Conversa Informal sobre Retorno à Honda
Marc Márquez revelou que teve “uma conversa informal” com a Honda sobre a possibilidade de retornar à marca japonesa na temporada de MotoGP de 2027. O campeão mundial por sete vezes anunciou, na semana passada, a extensão de seu contrato com a Ducati por mais dois anos, após meses de atrasos devido a impasses entre os fabricantes e a MotoGP sobre um novo contrato.
Acordo com a Ducati
O acordo entre Márquez e a Ducati foi reportado como assinado antes do início dos testes de pré-temporada, embora houvesse sugestões de que ambas as partes estavam em desacordo quanto ao prazo do contrato. Márquez se juntou à Ducati para a temporada de 2024, integrando a equipe Gresini, e, no ano seguinte, passou a fazer parte da equipe oficial, onde conquistou o campeonato mundial.
Prioridade na Ducati
Em uma entrevista ao DAZN da Espanha, Márquez revelou que realmente conversou com a Honda sobre um possível retorno em 2027, mas enfatizou para a HRC que sua prioridade era um novo contrato com a Ducati. “Houve uma conversa informal, mas eu sabia com certeza que queria ouvir a Ducati primeiro”, declarou Márquez ao DAZN.

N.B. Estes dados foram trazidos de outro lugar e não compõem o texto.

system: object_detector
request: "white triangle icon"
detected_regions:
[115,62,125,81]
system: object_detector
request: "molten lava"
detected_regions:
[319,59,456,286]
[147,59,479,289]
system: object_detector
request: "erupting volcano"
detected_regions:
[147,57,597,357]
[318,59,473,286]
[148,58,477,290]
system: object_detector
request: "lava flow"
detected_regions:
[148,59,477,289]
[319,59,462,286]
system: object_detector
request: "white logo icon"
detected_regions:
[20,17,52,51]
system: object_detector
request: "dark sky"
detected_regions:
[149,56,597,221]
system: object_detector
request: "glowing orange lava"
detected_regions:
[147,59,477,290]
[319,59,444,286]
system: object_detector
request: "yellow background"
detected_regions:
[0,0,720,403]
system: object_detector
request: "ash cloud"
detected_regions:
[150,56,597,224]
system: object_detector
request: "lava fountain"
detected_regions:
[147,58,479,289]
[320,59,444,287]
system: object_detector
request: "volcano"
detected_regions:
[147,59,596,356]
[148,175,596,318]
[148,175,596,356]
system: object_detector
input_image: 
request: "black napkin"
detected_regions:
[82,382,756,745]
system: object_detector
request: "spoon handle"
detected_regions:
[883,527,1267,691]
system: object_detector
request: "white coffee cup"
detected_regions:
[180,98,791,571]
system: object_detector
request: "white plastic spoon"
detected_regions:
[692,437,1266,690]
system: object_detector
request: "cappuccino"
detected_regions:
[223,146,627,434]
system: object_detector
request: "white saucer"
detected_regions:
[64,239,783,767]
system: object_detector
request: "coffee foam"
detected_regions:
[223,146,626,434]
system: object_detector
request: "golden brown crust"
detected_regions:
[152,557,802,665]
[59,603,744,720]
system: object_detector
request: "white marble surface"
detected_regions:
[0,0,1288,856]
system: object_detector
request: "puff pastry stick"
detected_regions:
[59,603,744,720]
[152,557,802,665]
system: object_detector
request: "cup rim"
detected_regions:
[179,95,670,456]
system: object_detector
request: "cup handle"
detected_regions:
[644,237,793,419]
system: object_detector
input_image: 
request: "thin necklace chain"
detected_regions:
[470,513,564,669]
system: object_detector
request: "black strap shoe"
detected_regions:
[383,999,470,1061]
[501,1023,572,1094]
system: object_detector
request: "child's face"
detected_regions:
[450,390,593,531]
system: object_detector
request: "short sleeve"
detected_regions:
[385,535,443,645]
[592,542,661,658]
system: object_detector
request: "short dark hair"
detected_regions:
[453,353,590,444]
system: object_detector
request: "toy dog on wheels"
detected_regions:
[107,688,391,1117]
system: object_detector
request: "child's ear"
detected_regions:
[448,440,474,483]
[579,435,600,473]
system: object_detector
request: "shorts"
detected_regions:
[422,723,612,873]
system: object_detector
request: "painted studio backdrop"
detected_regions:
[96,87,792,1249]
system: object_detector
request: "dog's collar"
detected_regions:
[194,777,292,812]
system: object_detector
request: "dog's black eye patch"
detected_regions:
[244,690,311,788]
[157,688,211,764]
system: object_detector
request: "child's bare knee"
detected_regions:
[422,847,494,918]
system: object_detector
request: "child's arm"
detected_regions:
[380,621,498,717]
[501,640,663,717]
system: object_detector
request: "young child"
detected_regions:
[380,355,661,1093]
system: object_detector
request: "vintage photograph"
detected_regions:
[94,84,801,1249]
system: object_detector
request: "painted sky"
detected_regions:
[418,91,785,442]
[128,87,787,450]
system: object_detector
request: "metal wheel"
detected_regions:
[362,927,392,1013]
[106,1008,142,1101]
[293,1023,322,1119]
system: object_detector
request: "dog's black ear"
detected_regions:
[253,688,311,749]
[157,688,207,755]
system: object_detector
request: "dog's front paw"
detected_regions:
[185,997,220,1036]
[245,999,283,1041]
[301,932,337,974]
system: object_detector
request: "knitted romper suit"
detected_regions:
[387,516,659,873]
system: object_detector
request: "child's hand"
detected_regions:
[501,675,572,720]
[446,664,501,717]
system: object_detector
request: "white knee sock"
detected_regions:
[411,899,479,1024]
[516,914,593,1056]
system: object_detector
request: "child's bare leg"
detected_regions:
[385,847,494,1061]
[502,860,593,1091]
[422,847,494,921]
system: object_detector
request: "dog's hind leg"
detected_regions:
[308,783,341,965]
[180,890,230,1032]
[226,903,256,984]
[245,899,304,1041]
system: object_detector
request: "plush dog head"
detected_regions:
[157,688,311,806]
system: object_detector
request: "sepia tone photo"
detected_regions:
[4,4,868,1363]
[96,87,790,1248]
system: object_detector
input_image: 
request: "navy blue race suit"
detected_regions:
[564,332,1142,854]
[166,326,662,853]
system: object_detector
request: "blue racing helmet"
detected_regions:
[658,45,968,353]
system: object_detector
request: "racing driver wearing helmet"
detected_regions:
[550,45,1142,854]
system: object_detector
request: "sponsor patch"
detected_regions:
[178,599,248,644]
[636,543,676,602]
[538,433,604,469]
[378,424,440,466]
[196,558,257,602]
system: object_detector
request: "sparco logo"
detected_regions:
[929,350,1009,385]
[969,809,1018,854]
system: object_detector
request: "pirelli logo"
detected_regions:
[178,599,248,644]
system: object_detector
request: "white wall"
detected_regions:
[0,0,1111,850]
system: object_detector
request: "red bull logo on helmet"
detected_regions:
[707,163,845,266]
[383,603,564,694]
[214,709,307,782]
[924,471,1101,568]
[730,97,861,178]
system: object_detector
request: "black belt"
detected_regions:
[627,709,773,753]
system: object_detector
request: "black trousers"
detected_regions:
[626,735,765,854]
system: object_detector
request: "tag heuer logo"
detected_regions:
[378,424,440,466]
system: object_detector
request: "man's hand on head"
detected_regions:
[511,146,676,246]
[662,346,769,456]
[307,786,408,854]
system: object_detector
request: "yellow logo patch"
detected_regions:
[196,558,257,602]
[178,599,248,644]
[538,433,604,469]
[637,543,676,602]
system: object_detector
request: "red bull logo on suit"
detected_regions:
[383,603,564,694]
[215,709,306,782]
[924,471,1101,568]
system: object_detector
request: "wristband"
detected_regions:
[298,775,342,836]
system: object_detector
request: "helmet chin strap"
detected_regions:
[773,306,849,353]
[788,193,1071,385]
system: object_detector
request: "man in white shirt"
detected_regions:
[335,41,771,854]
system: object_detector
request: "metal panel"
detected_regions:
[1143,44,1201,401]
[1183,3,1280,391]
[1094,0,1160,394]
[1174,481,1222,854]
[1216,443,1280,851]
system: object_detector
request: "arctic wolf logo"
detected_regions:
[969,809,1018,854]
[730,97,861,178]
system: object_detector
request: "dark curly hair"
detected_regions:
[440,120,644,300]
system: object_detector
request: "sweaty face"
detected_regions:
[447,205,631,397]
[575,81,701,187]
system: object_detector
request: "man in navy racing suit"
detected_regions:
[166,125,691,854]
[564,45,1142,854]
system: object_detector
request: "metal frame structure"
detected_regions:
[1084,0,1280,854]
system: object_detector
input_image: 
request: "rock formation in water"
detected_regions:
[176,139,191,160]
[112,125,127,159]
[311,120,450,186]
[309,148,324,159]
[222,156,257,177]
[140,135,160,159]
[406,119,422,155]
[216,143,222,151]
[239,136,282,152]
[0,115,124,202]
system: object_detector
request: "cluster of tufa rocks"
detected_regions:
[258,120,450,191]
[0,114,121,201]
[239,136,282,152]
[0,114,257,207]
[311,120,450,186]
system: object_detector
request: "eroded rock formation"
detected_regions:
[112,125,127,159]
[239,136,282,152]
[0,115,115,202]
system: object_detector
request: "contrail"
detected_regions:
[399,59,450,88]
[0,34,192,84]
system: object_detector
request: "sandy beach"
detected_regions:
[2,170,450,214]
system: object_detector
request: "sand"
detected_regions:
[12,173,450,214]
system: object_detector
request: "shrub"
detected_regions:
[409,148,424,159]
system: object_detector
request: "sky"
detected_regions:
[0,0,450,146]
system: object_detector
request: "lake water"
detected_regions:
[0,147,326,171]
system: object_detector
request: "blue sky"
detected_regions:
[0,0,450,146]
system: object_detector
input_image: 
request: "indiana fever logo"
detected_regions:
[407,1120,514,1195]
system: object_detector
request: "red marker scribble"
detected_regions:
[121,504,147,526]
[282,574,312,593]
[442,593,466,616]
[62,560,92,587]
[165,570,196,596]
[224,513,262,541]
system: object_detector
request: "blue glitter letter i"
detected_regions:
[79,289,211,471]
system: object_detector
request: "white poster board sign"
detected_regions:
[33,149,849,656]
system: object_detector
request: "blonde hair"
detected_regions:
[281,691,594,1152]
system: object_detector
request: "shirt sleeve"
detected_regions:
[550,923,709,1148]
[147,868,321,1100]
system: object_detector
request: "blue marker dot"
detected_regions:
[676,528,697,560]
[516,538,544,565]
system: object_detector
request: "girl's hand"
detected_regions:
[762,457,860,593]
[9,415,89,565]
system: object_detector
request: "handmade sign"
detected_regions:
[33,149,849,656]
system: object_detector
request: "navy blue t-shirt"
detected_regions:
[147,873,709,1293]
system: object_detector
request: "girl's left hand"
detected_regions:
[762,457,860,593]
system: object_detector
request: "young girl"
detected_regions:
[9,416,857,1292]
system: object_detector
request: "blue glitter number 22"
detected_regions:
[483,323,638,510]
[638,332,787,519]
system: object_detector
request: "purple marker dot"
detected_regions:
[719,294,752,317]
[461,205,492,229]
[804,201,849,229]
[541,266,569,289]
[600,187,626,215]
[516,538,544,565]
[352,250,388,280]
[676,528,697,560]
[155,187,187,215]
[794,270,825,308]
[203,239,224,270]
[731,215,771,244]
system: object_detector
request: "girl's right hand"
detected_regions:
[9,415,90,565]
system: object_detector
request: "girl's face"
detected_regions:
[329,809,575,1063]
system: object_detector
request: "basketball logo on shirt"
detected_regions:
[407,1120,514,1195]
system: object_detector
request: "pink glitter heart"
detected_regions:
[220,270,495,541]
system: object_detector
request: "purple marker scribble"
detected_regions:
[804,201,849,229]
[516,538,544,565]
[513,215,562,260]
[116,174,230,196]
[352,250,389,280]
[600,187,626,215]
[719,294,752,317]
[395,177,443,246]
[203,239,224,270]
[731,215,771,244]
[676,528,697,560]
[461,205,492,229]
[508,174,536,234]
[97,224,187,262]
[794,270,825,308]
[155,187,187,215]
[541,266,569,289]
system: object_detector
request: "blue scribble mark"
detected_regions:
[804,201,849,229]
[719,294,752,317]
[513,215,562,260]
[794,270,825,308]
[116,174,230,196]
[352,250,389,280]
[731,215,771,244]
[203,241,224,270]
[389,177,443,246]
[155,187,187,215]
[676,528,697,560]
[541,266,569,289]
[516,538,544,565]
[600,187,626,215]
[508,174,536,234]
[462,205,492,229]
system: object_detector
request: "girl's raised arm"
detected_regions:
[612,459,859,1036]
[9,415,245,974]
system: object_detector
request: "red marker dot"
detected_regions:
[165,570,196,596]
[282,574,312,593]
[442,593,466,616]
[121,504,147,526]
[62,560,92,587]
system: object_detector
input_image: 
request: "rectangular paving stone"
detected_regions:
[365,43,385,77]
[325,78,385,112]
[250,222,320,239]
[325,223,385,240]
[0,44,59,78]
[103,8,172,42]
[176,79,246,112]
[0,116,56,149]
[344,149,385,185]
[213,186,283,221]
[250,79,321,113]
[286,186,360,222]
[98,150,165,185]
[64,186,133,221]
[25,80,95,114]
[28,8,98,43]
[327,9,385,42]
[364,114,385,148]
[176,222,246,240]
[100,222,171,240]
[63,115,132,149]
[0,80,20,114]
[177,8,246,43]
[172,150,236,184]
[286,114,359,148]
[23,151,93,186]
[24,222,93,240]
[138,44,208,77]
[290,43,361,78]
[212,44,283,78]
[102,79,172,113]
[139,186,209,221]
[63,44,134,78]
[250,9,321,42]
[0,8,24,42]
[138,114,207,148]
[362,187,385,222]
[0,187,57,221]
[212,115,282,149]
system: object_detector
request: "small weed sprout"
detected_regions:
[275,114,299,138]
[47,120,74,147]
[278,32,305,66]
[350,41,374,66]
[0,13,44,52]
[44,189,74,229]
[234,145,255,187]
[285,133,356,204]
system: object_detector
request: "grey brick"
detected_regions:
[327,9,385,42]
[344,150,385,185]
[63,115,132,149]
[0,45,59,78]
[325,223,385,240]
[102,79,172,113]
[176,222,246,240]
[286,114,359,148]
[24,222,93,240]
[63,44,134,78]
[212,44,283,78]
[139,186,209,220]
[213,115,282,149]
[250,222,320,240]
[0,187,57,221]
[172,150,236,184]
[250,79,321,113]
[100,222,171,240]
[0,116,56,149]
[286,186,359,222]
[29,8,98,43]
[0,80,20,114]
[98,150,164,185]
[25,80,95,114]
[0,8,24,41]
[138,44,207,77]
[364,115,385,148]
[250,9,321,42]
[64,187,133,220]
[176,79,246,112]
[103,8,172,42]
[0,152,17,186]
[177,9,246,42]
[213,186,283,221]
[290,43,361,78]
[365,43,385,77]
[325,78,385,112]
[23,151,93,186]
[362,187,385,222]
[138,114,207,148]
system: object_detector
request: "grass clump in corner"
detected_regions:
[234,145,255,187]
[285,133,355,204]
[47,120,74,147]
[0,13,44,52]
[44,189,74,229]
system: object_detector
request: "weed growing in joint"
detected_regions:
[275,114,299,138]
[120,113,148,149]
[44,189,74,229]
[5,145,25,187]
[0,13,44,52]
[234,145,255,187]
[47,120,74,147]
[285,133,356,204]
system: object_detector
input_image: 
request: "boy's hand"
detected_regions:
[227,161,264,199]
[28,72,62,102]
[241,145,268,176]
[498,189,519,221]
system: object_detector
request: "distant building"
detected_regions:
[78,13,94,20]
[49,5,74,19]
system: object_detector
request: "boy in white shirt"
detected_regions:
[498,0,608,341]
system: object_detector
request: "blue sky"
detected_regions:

“Se eu estivesse feliz, não ia me deixar levar por idas e vindas de ir para cá ou para lá. E com a Ducati, nos sentamos e nos damos bem imediatamente”, acrescentou.
Trajetória com a Honda
Márquez fez sua estreia na MotoGP com a Honda em 2013 e conquistou seis de seus sete títulos mundiais com a marca japonesa. A Honda apoiou Márquez durante seus problemas de lesão em 2020, honrando seu contrato após ele ter assinado um acordo de quatro anos na pré-temporada. No entanto, à medida que sua condição física melhorou, o desempenho da Honda se deteriorou. Assim, Márquez tomou a difícil decisão de deixar a HRC com um ano restante em seu contrato ao final de 2023.
Retorno à Gresini
Ele se juntou à Gresini, abrindo mão de um salário, para pilotar uma Ducati de um ano, com o objetivo de tentar recuperar seu desempenho. Sobre a possibilidade de retornar à Honda, Márquez comentou: “Voltar para a Honda seria muito romântico, e obviamente eu realmente queria isso. Mas eu já corro riscos suficientes na pista”.
“Existem momentos em que você deve pesar as coisas com a cabeça, não com o coração, como na última decisão que tomei [de deixar a Honda]. E funcionou bem para mim”, finalizou.